Black Immigrant Daily News
Minister of Legal and Constitutional Affairs, Marlene Malahoo Forte, is imploring persons who are released on bail not to abscond.
Clause 14 of the Bail Act (which is currently under review) states that a defendant commits the offence of absconding if he/she fails to surrender to custody at the appointed time or as soon as is possible thereafter.
Minister Malahoo Forte, who was speaking in a recent interview, said the offence of absconding can result in up to five years imprisonment in the Parish Court and up to seven years imprisonment in the Circuit Court.
“If you are granted bail, do not abscond. You have a duty to surrender to custody when you are given bail.
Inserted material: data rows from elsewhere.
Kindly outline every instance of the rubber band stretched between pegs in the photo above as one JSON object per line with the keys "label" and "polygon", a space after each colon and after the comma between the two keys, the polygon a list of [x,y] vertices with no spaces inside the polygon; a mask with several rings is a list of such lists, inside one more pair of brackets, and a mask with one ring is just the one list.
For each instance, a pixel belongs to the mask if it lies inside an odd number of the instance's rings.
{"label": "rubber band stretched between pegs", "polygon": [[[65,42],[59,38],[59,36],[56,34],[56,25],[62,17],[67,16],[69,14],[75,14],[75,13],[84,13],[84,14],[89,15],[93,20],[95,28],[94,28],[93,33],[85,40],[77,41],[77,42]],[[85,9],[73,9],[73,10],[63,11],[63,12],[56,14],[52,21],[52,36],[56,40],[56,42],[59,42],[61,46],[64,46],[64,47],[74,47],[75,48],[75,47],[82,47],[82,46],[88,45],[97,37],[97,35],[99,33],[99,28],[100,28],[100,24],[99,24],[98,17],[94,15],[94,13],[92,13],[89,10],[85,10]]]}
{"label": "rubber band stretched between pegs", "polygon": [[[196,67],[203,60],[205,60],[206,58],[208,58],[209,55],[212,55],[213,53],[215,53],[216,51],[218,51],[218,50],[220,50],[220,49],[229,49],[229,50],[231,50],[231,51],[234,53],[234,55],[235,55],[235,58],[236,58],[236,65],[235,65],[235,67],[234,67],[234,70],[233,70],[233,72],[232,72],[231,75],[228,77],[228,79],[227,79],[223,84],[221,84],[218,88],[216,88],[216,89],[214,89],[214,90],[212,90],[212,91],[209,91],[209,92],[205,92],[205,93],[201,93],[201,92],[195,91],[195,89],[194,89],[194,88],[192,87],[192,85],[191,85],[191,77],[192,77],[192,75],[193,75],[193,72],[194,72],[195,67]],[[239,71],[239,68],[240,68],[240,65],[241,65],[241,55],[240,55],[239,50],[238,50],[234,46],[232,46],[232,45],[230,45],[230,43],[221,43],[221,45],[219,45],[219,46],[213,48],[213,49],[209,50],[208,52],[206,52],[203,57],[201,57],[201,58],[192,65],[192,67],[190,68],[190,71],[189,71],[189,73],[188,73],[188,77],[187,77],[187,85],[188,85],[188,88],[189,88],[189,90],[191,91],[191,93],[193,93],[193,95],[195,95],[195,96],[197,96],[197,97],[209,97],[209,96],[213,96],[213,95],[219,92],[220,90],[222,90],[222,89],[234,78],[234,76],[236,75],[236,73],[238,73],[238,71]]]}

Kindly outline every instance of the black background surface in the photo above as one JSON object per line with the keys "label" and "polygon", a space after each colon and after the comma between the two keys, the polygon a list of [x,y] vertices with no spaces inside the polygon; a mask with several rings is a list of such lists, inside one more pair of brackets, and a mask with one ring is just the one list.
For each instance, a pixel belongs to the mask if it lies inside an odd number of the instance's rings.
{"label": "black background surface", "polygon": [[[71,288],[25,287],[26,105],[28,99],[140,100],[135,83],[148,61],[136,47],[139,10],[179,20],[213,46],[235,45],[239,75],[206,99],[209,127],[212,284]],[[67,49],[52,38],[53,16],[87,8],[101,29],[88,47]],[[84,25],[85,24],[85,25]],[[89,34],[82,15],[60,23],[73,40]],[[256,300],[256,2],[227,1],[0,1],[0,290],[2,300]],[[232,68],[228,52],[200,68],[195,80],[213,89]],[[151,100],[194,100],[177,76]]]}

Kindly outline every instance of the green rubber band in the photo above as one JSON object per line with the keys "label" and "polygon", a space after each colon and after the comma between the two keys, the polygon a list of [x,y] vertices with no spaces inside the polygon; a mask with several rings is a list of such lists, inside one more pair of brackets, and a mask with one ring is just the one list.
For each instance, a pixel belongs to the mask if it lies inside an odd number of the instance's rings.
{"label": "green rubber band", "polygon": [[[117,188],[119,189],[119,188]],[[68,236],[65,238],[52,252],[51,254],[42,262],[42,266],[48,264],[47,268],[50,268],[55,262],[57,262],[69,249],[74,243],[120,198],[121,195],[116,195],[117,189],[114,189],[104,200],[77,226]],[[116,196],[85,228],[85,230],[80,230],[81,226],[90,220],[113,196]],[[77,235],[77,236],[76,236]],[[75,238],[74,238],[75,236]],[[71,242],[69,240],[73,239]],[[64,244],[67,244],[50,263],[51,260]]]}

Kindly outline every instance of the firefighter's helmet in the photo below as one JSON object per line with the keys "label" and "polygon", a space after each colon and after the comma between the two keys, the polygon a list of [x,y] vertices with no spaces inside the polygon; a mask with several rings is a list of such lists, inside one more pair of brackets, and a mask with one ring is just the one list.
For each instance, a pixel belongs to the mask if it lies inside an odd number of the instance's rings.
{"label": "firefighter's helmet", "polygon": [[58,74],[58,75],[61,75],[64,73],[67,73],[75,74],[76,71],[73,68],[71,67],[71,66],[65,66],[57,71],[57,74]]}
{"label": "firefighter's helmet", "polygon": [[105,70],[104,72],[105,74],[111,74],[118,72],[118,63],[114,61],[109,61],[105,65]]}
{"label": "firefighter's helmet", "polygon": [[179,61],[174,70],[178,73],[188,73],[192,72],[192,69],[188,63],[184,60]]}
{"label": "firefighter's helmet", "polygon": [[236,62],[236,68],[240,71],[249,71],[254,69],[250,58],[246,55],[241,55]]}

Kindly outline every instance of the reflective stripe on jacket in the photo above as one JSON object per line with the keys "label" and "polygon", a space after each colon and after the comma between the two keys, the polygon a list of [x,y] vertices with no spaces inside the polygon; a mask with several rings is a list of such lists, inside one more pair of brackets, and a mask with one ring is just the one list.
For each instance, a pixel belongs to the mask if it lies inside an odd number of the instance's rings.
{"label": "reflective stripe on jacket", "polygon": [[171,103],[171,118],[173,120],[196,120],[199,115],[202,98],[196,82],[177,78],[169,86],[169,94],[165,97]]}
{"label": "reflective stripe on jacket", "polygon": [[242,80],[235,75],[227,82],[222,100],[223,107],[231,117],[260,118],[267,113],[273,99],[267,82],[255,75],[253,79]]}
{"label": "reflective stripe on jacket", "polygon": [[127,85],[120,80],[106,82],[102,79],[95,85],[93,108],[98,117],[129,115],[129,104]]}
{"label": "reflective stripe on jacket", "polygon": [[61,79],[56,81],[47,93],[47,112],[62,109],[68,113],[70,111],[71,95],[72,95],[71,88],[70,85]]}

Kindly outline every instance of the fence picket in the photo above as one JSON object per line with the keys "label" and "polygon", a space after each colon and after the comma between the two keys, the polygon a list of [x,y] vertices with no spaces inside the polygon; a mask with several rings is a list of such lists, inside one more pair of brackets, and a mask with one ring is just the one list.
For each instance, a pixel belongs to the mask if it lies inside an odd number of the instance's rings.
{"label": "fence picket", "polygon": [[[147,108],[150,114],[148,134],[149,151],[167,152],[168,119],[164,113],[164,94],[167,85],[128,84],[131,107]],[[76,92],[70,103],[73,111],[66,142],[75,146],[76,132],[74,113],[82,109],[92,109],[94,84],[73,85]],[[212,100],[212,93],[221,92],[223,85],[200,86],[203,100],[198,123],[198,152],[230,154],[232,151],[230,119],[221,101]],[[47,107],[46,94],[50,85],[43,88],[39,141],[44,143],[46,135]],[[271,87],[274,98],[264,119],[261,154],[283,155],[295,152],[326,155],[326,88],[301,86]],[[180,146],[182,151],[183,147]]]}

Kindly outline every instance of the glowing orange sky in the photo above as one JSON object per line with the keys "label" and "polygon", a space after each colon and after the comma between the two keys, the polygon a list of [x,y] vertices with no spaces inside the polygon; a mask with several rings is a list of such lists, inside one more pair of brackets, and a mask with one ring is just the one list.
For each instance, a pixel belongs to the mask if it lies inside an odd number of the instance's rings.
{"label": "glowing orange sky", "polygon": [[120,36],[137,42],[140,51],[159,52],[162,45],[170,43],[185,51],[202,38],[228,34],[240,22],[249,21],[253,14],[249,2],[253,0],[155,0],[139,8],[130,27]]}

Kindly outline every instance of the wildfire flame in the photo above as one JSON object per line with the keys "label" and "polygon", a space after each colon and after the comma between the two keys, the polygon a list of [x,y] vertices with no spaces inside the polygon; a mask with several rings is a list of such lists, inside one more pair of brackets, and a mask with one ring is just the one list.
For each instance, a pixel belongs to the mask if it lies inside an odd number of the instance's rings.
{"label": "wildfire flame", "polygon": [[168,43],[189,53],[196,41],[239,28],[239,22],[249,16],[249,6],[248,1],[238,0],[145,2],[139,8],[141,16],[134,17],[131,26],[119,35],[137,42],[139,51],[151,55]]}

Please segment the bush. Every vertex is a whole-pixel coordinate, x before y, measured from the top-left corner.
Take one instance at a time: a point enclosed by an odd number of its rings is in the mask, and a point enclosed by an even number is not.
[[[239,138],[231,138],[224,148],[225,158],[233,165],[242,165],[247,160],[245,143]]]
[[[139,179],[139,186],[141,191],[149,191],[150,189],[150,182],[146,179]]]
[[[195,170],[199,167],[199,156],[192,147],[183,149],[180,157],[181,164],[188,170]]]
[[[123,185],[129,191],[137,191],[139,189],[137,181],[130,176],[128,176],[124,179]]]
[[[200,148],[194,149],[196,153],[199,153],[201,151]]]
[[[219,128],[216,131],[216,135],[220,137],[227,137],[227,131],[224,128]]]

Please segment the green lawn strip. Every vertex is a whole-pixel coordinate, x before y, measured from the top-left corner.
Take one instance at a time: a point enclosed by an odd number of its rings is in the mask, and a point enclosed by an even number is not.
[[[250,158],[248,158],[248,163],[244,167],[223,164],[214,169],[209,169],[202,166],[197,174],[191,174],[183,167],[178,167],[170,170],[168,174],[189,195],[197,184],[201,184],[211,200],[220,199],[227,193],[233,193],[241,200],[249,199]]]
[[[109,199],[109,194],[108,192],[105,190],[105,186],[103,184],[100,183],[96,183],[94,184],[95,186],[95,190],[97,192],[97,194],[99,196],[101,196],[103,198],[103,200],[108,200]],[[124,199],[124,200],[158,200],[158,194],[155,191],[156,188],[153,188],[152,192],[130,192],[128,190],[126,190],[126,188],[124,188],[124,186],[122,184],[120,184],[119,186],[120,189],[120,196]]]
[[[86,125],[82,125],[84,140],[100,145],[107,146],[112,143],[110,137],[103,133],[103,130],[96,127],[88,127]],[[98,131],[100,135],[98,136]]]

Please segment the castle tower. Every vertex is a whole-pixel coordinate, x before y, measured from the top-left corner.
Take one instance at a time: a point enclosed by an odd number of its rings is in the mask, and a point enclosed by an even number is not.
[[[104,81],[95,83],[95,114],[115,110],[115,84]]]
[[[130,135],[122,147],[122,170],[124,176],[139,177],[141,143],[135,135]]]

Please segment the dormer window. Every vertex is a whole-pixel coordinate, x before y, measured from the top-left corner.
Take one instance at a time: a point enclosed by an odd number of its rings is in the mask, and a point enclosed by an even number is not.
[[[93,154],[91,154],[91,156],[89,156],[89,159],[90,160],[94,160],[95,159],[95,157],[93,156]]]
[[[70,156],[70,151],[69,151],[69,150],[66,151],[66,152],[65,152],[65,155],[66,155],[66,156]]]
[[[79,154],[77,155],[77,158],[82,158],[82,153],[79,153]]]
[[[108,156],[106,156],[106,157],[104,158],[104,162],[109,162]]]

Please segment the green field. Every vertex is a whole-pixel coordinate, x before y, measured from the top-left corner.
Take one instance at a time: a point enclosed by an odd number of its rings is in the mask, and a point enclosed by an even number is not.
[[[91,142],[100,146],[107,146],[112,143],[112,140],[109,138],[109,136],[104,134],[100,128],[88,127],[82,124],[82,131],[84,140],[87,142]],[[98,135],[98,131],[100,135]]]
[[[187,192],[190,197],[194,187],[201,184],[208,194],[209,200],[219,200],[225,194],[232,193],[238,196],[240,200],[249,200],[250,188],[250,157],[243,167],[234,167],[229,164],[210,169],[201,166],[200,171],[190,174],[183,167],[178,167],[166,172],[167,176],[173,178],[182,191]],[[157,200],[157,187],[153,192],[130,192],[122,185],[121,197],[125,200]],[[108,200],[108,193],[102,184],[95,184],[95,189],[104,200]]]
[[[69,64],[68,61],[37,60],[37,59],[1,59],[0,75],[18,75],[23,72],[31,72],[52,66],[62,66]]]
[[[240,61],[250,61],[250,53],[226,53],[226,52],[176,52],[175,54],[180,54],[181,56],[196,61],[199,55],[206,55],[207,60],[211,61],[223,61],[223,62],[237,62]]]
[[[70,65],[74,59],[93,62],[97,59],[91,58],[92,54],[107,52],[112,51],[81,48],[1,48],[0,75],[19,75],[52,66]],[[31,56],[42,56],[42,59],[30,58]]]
Ultimately, you must return to stand trial or at any stage of the proceedings to follow,” she pointed out.
The Act also states that if a defendant, who absconds bail is convicted, he/she will be required to serve the sentence for absconding after serving the sentence for the offence for which he/she was found guilty.
Minister Malahoo Forte said the Bail Act gives persons the benefit of the doubt in circumstances where they may not be able to show up for bail.
“We understand that sometimes you may be setting out on your journey and something may happen. God forbid you get in an accident and end up in the hospital. If you fail to surrender to custody, you are given an opportunity to surrender at the next earliest opportunity because the date you are to go back will be set in the record,” she said. This forms part of the Government’s aim to balance the law with the rights of citizens.
“For any offence that has been created, you are given defences under the law, striking the right balance. So… when a decision is taken, let it not be said that the law was unfair to you. You have responsibility for your own conduct. No grant of bail should be treated lightly,” Minister Malahoo Forte said.